In brekende tranen vooruitstroomt: zijn ziel stort zich uit, het beeld roept een waterval op. Het kan ook om echte tranen gaan, het kan ook verwijzen naar de inkt. Vooruitstromen: hij heeft het zelf niet meer in de hand, het gedicht schrijft zich vanzelf.
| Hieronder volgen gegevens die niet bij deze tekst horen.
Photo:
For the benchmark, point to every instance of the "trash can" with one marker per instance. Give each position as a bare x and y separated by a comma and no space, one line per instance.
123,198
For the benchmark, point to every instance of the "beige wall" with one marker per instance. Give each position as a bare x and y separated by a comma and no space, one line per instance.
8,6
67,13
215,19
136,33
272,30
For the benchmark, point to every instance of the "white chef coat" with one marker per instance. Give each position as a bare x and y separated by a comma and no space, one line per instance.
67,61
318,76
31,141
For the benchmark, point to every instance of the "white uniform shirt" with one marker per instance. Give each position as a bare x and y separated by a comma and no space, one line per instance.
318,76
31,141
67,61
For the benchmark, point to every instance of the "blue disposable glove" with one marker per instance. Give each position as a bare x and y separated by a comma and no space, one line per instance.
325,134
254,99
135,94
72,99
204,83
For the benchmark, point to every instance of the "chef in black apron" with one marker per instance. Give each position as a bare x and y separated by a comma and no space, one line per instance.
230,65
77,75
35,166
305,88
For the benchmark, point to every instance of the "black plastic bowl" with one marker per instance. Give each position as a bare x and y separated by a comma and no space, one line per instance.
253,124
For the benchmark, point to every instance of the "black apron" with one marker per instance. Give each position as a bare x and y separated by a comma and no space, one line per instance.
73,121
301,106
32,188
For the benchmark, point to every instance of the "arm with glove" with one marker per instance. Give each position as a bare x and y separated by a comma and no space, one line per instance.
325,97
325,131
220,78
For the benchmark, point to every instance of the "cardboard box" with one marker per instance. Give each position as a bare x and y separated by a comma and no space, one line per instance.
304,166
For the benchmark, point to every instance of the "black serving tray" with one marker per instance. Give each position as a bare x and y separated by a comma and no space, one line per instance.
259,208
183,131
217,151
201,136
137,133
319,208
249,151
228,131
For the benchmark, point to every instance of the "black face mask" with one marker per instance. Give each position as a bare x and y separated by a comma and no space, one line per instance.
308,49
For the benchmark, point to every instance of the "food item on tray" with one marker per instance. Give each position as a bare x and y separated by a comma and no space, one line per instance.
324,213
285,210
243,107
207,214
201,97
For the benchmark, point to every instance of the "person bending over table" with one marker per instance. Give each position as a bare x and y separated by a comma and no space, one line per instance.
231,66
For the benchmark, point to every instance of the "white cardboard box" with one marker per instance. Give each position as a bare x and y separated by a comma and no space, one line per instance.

32-36 Het gedicht is af. Hout, hand en ziel komen nog eens terug. Het hout is nu nutteloos, het heeft zijn taak volbracht. De hand rust. Voor de ziel is het hout een last omdat het al verwijst naar het volgende gedicht dat hij zal moeten schrijven.
Er zit ongetwijfeld nog veel meer in dit gedicht verborgen dan wat ik er heb uitgehaald.
Als je het leest, voel je zo de beweging, het opzwepende ritme, de bezwerende toon. Dat maakt het gedicht ook vandaag nog, 150 jaar later, modern en best genietbaar.